El plan



Con puntos, comas y signos de admiración, tenía pensado todo lo que le iba a responder en el momento en que su en enemigo cotidiano se decidiera a recriminarle la más mínima falta. De hecho, durante años había estado aguardando que su enemigo cotidiano le ofreciera ese magnífico instante de satisfacción, ese magnífico mar en calma que pudiera acoger su caudaloso río de rabia, aunque la espera fuera a cargo de una larga lista de actos autodestructivos, noches en vela, absurdas lamentaciones y autoconmiseración, como si todo esa parafernalia del dolor que se había montado con una paciencia de cirujano, esa angustia ya en ruínas, pudiera funcionar algún día a modo de munición boomerang de su odio.

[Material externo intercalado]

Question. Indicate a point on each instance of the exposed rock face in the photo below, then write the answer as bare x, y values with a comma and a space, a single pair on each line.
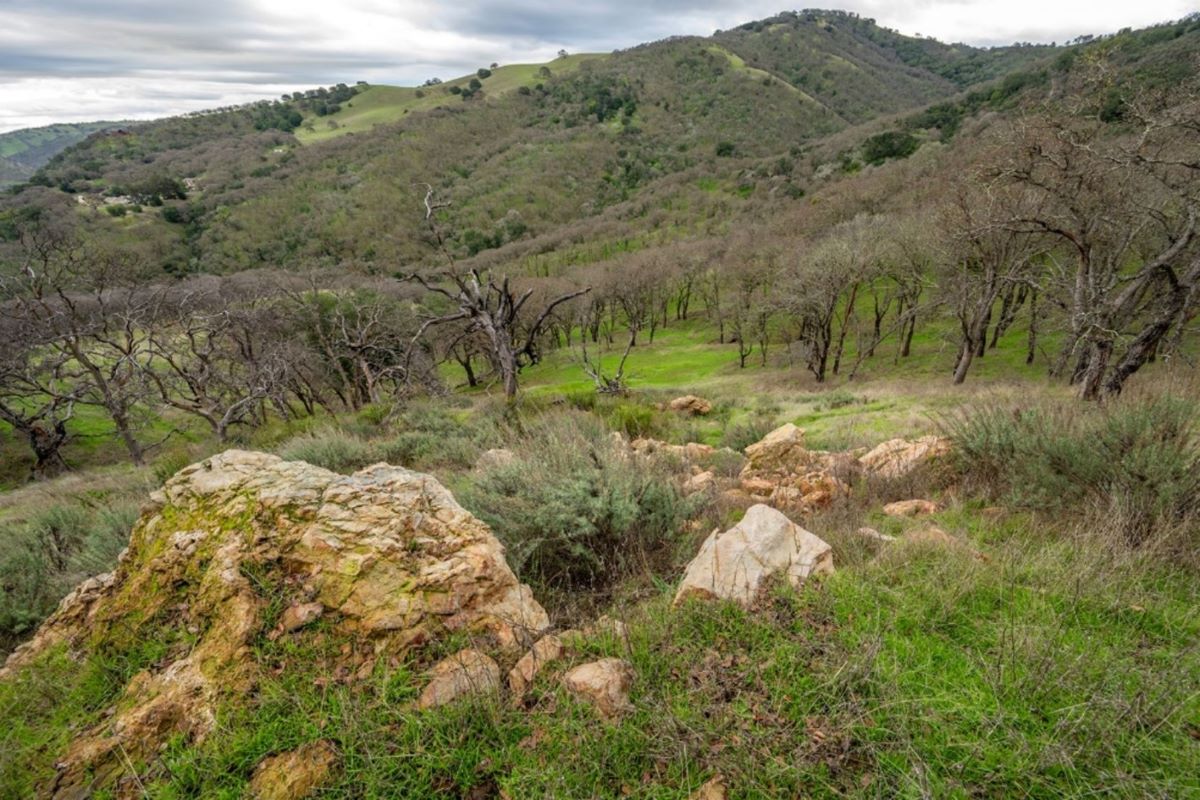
544, 651
463, 674
387, 552
780, 470
605, 684
899, 458
910, 507
295, 774
691, 404
735, 564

Hasta entonces había permanecido encerrado en sus límites formales, sus opciones mínimas, tragos de bilis, traje-chaqueta y buena cara, celebrando fiestas y funerales con sus propios fantasmas, despejando todas las dudas sobre la reconfortante inmoralidad de la agresión o, incluso, el asesinato de su enemigo cotidiano. Repasaba a diario, una por una, todas las palabras, tratando de hallar las más precisas, hasta llegó a dejar escritas todas las respuestas que preparaba para ese momento en que su enemigo cotidiano se decidiera a recriminarle la más mínima falta. Y había llegado ese instante de gloria. Por fin, llegó un día en que su enemigo cotidiano le recriminó un olvido. Pero él, contra todo pronóstico, se quedó callado. No supo qué decir. Se preguntó cuánto le darían por un rifle de segunda mano.